How FTS indexing works for attachments
Indexing for attachments is selected on a per-field basis, not by attachment pool. Therefore, it is possible to index only some of the attachment fields in a pool. The advantage to indexing only some of the attachment fields is that you can designate (and appropriately name) "buckets" for attachments likely to have value when indexed, as opposed to those that will not. The system attempts to index any attachment that is placed into an attachment field indexed for FTS. By guiding users to place attachments in the appropriate "buckets," the system can avoid unnecessary processing.
For HTML and XML file attachments, only the content (not the metadata) is indexed.

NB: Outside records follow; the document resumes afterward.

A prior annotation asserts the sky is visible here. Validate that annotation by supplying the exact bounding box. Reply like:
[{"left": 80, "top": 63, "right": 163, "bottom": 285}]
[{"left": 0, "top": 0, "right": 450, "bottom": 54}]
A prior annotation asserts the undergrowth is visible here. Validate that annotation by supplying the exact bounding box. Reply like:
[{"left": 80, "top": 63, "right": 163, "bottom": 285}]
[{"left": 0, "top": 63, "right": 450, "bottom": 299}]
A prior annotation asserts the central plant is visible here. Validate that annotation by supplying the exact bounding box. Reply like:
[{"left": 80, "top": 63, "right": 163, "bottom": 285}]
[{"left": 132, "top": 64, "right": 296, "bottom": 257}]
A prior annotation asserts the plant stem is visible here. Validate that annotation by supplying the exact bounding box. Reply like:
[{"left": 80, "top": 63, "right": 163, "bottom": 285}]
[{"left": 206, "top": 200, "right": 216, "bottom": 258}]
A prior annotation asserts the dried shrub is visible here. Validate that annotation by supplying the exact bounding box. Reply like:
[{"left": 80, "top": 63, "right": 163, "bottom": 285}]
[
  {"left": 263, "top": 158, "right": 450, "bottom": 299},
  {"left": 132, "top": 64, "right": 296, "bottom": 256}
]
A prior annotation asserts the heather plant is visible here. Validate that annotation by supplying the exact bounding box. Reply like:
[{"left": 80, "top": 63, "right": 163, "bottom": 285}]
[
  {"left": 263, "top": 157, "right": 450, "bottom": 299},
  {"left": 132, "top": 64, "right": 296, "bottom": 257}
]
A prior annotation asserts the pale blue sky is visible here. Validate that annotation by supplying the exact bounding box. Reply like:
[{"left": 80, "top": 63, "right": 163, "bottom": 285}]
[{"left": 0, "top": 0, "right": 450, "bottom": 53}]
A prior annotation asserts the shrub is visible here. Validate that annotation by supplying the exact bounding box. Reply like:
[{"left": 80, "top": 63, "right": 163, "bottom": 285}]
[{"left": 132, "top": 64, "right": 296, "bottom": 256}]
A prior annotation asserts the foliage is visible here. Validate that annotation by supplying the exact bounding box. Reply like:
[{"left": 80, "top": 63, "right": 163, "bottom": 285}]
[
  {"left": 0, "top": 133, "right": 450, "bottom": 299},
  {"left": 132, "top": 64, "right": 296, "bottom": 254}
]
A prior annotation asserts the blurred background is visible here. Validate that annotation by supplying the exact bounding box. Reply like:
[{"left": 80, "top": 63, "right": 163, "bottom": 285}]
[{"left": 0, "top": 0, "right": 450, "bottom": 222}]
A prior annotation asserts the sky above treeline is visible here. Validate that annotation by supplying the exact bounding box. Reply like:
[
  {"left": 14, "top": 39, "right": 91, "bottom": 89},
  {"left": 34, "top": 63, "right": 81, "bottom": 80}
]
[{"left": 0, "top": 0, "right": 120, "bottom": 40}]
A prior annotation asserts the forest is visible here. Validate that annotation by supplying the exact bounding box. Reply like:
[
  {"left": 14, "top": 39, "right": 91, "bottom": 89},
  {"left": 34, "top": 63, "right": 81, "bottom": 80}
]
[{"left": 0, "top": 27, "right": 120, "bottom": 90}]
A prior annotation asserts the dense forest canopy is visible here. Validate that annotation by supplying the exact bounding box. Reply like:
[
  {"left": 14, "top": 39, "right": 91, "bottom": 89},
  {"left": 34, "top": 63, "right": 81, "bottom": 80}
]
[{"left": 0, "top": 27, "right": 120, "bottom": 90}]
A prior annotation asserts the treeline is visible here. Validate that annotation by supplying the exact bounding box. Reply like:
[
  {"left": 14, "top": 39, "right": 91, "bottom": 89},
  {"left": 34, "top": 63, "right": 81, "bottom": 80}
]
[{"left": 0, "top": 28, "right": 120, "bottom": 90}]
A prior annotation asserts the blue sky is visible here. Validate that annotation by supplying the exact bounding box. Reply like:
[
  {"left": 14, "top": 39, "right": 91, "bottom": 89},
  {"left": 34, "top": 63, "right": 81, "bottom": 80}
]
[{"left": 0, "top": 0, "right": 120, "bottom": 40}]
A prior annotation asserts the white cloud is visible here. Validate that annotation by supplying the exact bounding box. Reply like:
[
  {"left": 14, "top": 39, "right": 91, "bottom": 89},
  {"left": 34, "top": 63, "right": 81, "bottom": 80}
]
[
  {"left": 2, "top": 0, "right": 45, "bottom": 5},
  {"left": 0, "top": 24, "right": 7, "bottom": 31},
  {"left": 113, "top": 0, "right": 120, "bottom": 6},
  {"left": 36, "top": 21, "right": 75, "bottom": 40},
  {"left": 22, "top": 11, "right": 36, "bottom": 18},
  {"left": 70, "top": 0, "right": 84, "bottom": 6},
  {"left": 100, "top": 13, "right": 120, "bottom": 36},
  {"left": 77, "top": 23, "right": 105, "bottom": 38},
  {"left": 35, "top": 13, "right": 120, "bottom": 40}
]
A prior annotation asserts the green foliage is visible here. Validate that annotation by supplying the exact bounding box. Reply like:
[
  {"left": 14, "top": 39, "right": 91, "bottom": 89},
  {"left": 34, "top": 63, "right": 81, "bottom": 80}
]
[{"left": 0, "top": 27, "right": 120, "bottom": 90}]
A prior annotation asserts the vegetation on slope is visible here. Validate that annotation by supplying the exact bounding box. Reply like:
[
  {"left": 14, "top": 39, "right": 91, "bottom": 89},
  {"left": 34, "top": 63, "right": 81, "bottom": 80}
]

That is, the elements and their attributes are not indexed.
The following formats are supported for FTS of attachment files:
- Hypertext markup language (HTML) format
- XML and derived formats
- Microsoft Office document formats (Word 97 and later--see the note that follows)
- OpenDocument format (OpenOffice 1.0 and later--see the note that follows)
- Portable document format (PDF) (versions 1.0 through 9.0)
- Electronic publication format (digital books)
- Rich text format (RTF)
- Compression and packaging formats (.zip, .tar, .bzip2, .ar, .cpio )
- Text formats (Most Unicode and ISO 8859 documents in plain text)
- Audio formats (extracts Lyrics [if present] and any metadata from MP3, MIDI, and other simple audio formats)
- Image formats (extracts metadata from image formats supported by the java platform)
- Video formats (supports only Flash video format using a simple parsing algorithm)
- Java class files and archives (extracts class names and method signatures from Java class files and the .jar files containing them)
- The mbox format (extracts email messages from the mbox format used by many email archives and UNIX mailboxes)